Previously to the publication of Dr. Pusey's treatises, a work had been written with a purpose less directly controversial, by Tholuck: Abriss Einer Geschichte der umwälzung, welche seit 1750, auf dem Gebiete der Theologie in Deutschland statt gefunden, now contained in his Vermischte Schriften, 1839, vol. 2.[51] It is valuable for the earlier history of Rationalism. The spirit of it is very similar to that of Dr. Pusey's work. Indeed the latter author, though not aware of the publication of Tholuck's work, was cognisant of his views on these questions, through lectures heard from him abroad.
These works however were all previous to the great agitation in German theology, which ensued in consequence of Strauss's [pg xxiv] Leben Jesu, in 1835. After the first excitement of that event had passed, we meet with three works, two French and one German, in which the history is brought down to a later period. The French ones were, the Histoire Critique du Rationalisme, 1841, of Amand Saintes, translated 1849; and the Etudes Critiques sur le Rationalisme Contemporain, of the Abbé H. de Valroger, 1846; the latter of which works the writer of these lectures has been unable to see. The German one was, Der Deutsche Protestantismus, 1847,[52] and is attributed to Hundeshagen, professor at Heidelberg.

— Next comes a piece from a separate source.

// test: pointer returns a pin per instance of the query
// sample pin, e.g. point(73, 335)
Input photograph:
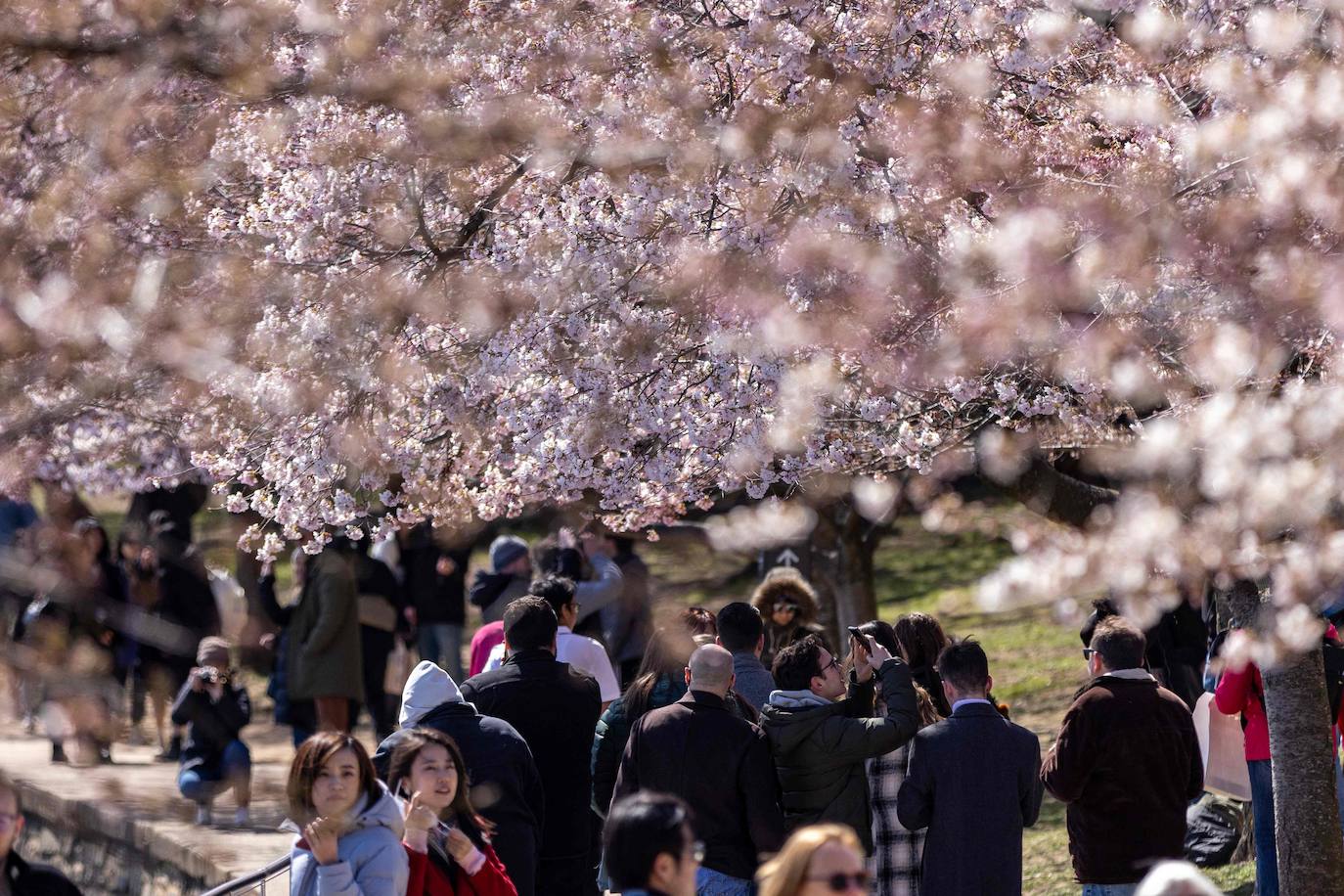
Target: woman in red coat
point(446, 841)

The Critical History of Amand Saintes, though thought by the Germans[53] to be defective, in consequence of want of sufficiently separating between the various forms of rationalism, is more replete than any other book with stores of information, and extracts arranged in a very clear form.[54] It is very useful, if the reader first possesses a better scheme into which to arrange the materials. It is written also in a truly evangelical spirit.
The work of Hundeshagen had a political object as well as a religious. It was composed just before the revolution of 1848, when Germany was panting for freedom; and its object was to defend the position of the constitutional party in church and state; and with a view to establish the importance of their moral and doctrinal position, he surveyed the recent history of his country.
Hagenbach's Dogmengeschichte (translated), which was published nearly about the same time, also contains a very interesting sketch, with valuable notes, of the chief writers and works in the movement of German theology.
The view of the history given in Tholuck and Hundeshagen [pg xxv] is that which is taken by the school called the “Mediation school” in German theology.[55] The general cause assigned by them for scepticism was the separation of dogma and piety; the recovery from the rationalistic state being due to the reunion of these elements, which Hundeshagen shows to have been also the great feature of the German reformation.
After an interval of about ten years, when the tendencies created by Strauss's movement had become definitely manifest, the history was again surveyed in two works, the one, Geschichte des Deutschen Protestantismus, by Kahnis (translated 1856), who belongs to the Lutheran reactionary party; the other, Geschichte der neuesten Theologie, 1856, by C. Schwarz, whose work is so candid and free from party bias, that it is unimportant to remark the party to which he belongs.[56]
The narrative of Kahnis, originally a series of papers in a magazine, is very full of facts, and generally fair; but it wants form. The author's view is, that the sceptical movement arose from abandoning the dogmatic expression of revealed truth, contained in the old Confessions of the Lutheran church; and he considers the reaction of the Mediation school in favour of orthodoxy to be imperfect; the true restoration being only found by returning to the Confessions.
The work of Schwarz is restricted to the latest forms of German theology, and goes back no farther than the circumstances which led to the work of Strauss. It is unequalled in clearness; bearing the mark of German exactness and fulness, and rivalling French histories in didactic power. These two works differ from most of those previously named, in being histories of modern German theology generally, and not merely of the rationalist forms of it.
Such are the chief sources in which a student may learn the view taken by the German critics of different schools, concerning the recent church history of their country at various moments of its progress. The fulness of this account will be excused, if it [pg xxvi] provide information concerning works to which reference is made in the foot-notes of those lectures which treat of this period.